UK grain has been moving for export in huge volumes to beat the 31 October Brexit deadline.
Analyst CRM Agricommodities estimates that grain purchases by the trade are running at about 30% higher than year ago and 38% above the three-year average.
There is no doubt that the 2019 crop was a large one, and provisional Defra figures released this week put wheat at 16.3m tonnes – more than 20% above last year’s level.
This breaks the five-year average by more than 1m tonnes and is slightly higher than most trade estimates.

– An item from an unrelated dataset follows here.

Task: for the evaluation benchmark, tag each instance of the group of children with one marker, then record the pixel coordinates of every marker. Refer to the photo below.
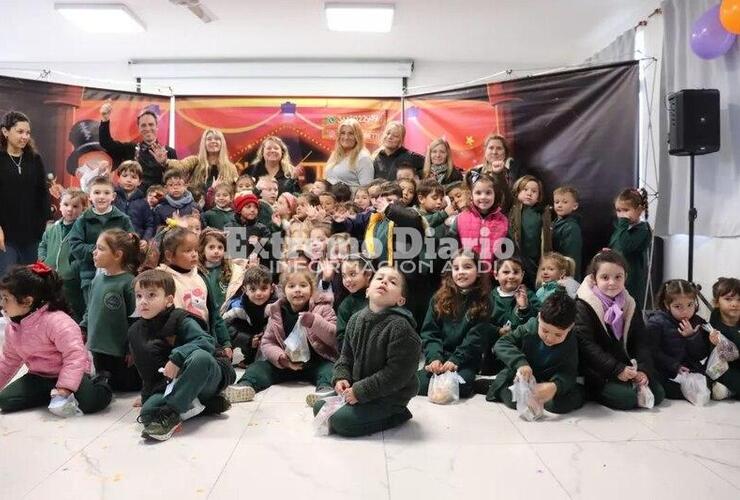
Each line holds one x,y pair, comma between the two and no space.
145,283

It also confirms the need to export about 2.2m tonnes, after allowing for a carryover and stocks.
At Cofco, trading director Stuart Shiells said the first four months of the season had been a huge logistical challenge for the trade to export the volumes that had been achieved.
He estimates that by 31 October about 750,000t each of wheat and barley will have been shipped.

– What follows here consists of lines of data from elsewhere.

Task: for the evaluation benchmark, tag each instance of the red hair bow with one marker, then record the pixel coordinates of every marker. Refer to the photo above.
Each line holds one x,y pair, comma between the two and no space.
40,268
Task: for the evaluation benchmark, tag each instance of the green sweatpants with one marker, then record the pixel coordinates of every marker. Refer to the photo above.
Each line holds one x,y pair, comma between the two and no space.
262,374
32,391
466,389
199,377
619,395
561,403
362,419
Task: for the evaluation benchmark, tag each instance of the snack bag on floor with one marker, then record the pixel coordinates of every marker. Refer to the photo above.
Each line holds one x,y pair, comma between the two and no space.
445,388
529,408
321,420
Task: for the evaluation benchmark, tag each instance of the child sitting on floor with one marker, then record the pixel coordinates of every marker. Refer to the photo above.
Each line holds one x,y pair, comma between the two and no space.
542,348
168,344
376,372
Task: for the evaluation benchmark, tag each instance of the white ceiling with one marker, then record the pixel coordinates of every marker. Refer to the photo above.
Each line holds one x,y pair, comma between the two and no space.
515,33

This would represent about one-third of the UK’s exportable wheat surplus and about half the barley export surplus.
Export tax risk after 31 October
Beyond 31 October, only a few smaller export deals to Northern Ireland and North Africa are thought to have been done, with the risk of export taxes too big for traders or buyers to take.
Benjamin Bodart, CRM Agricommodities director, said: “UK wheat – and even more so barley – are very competitive on paper, but … the trade is very nervous about what could happen with export tariffs, explaining why volumes committed beyond October are still very thin.”
Grain market factors
- Heavy movement off farm and onto boats over the past few months, but slow demand now because of uncertainty and tariff risk
- The government confirmed this week that grain would attract 0% import tax on a no-deal EU exit
- Grain futures globally have been boosted by heavy snow in parts of the northern US plains and Canada
- Wheat export prices at the latest Egyptian government tender were the highest for six months
- France’s farm ministry has downgraded its maize production forecast to 12.5m tonnes, which would put yields more than 7% down on last year at 8.2t/ha.
London feed wheat futures have been on a gently rising trend for two weeks, gaining on currency and crop quality concerns. The November 2019 contract stood at £138/t delivered as Farmers Weekly went to press on Wednesday (9 October).
At the same time, spot feed wheat prices averaged £129.80/t ex-farm, down by almost £1/t on a week earlier, reflecting reduced demand as the export deadline approaches.
Maize, competing with wheat for many uses, has been firming as a result of concern over the late harvest and snow in parts of the US, helping to keep global grain markets nervous but supported.
The US corn harvest was only 15% complete on 6 October, compared with 33% at the same time last year and 27% on average. The crop is only 58% mature, compared with an average of 85% for this time of year.
US president Donald Trump has raised the requirement for biofuel inclusion in fuels, which has also helped the market sentiment towards maize.
Huge rise in UK barley crop
At 8.2m tonnes, according to Defra’s estimate, the 2019 UK barley crop is 25.6% larger than last year and about 1.3m tonnes above the 2014-18 five-year average.
While the trade is broadly in agreement that the wheat crop is larger than 16m tonnes, it is more sceptical of the Defra barley figure, which is 500,000-800,000t higher than trade and AHDB estimates.
If the Defra figure is correct, it would be the largest barley crop in at least 30 years.
Feed barley midweek was worth £107-£118/t ex-farm for October, with most regions at £115-£118/t.